We Forget Today: Paris, July 4, 1917, “Lafayette We are Here.”

lafayette nous voila


We forget today just what an impact World War I had on the lives of its participants and their families.  That is certainly true for war-weary France; when the first Doughboys arrived in their country.  Ninety-nine years ago, on the 4th of July, 1917, one of the most memorable phrases of American involvement in the Great War was coined.  It came during a speech at the end of a five-mile march by the 2nd Battalion, 16th Infantry Regiment, 1st Division, AEF.  Bowing to French pressure for a show of troops in France’s capital, the 2nd Battalion drew the lucky straw, as it were, and was selected by General Pershing to march through Paris as a show of America’s arrival.


The webmaster has chosen a few paragraphs from “America and WW1: A Travelers Guide” to tell the story because its author, Mark D. Van Ells, provides such a detailed description of both the event and the parade route.  Readers interested in the locations and full events of July 4th 1917 in Paris should read pages 119 – 122 of Mr. Van Ells’ book.


“The five-mile route went through the heart of the city and was fraught with historical symbolism.
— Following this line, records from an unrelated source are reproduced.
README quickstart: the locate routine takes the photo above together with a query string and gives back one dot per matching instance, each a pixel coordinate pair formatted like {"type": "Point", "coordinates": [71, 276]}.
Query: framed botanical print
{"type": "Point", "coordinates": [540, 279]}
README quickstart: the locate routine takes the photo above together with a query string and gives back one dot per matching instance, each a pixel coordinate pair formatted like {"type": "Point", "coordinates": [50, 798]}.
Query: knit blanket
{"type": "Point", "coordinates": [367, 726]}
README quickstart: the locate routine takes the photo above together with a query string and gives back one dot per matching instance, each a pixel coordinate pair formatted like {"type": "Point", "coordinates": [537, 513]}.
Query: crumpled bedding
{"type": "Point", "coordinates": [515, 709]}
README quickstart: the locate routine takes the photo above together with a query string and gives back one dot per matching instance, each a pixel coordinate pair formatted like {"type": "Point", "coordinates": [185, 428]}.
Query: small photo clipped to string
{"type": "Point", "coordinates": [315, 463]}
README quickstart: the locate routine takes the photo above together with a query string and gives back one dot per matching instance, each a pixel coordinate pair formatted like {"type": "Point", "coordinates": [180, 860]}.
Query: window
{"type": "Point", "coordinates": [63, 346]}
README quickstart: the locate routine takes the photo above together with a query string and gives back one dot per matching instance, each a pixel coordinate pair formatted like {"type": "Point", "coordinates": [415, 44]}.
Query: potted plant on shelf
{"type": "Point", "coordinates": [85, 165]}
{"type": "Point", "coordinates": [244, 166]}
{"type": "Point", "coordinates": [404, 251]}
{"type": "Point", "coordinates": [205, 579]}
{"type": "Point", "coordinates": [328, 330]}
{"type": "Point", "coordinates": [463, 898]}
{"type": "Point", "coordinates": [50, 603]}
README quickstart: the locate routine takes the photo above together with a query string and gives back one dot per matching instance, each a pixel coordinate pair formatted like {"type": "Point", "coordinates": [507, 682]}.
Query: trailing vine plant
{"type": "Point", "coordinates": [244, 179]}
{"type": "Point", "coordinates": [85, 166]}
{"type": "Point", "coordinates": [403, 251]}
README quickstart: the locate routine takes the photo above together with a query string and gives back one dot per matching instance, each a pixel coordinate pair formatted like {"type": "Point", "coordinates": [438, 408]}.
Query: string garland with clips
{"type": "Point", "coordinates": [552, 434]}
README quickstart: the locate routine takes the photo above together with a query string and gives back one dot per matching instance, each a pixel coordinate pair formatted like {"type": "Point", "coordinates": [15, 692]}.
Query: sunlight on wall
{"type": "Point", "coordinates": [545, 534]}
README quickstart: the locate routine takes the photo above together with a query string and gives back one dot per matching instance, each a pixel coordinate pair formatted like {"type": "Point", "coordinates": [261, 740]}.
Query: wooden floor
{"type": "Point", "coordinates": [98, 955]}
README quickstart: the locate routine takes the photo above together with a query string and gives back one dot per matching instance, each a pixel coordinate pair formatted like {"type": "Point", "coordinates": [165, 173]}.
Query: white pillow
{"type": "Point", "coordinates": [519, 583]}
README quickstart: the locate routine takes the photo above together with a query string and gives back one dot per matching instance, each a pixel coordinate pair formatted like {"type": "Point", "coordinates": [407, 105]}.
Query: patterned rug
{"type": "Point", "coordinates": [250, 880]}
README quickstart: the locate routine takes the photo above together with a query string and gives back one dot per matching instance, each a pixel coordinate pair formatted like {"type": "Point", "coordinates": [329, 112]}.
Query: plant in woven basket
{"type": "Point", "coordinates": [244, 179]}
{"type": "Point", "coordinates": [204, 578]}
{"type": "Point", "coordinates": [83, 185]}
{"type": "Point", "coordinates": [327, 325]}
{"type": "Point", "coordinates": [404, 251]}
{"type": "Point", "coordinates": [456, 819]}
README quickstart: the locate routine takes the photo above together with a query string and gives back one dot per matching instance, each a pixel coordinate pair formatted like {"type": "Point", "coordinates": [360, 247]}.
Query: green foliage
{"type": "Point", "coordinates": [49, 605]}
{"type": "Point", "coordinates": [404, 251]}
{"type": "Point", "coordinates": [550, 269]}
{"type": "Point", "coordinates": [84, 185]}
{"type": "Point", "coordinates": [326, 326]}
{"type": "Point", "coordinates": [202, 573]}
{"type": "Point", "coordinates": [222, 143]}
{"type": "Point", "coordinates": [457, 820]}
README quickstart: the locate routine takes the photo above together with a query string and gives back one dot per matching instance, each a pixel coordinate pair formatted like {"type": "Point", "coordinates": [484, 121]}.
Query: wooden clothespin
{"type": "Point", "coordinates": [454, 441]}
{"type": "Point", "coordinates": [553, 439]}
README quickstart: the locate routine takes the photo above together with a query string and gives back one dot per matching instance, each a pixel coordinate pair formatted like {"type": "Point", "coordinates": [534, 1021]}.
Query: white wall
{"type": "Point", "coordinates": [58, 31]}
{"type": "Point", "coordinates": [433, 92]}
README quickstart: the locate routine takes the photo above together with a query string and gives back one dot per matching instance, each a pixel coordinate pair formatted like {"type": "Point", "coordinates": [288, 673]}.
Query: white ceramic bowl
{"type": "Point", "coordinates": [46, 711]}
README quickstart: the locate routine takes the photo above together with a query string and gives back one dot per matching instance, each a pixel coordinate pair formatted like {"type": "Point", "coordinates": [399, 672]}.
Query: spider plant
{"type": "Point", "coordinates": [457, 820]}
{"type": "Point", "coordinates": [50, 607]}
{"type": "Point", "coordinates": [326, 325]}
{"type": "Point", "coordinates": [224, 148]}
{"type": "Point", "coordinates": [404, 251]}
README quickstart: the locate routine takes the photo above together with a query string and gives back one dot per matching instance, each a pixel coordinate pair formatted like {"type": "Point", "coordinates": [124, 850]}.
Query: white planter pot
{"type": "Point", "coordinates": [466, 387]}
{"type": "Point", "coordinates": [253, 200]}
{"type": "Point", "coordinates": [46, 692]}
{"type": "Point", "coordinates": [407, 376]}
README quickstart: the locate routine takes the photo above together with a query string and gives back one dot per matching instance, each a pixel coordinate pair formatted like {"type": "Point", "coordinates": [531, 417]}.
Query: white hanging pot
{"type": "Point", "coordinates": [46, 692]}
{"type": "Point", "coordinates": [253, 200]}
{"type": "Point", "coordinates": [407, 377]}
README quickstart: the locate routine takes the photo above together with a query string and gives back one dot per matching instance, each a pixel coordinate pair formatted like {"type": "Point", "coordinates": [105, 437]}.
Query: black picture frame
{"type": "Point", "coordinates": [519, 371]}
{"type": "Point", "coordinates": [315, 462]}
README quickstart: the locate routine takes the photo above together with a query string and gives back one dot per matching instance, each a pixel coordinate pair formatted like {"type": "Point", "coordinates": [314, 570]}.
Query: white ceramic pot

The soldiers of the great American democracy paraded past some of the most important sites of France’s revolutionary heritage.  They marched through the place de la Concorde, where the guillotine did its bloody work during the French Revolution.  From there they marched east down the fashionable rue de Rivoli, passing the Tuileries Gardens and the Louvre, the former royal palace that became a public art museum.  After a bit of rest at the Hôtel de Ville, it was on to the place de la Bastille, where the French people first rose up against royal authority.  The Bastille prison, the symbol of the royal abuse of power that revolutionaries stormed on July 14, 1789, had been torn down long before, but the American troops marched past the giant obelisk that marked the spot where the French Revolution began.  From there, the procession went down rue de Lyon and then turned east down boulevard Diderot, into a working class section of the city.  The Doughboys turned right at rue de Picpus and marched to the grave of the Marquis de Lafayette in the Cimitiere de Picpus to honor the man who bound the two great democracies together…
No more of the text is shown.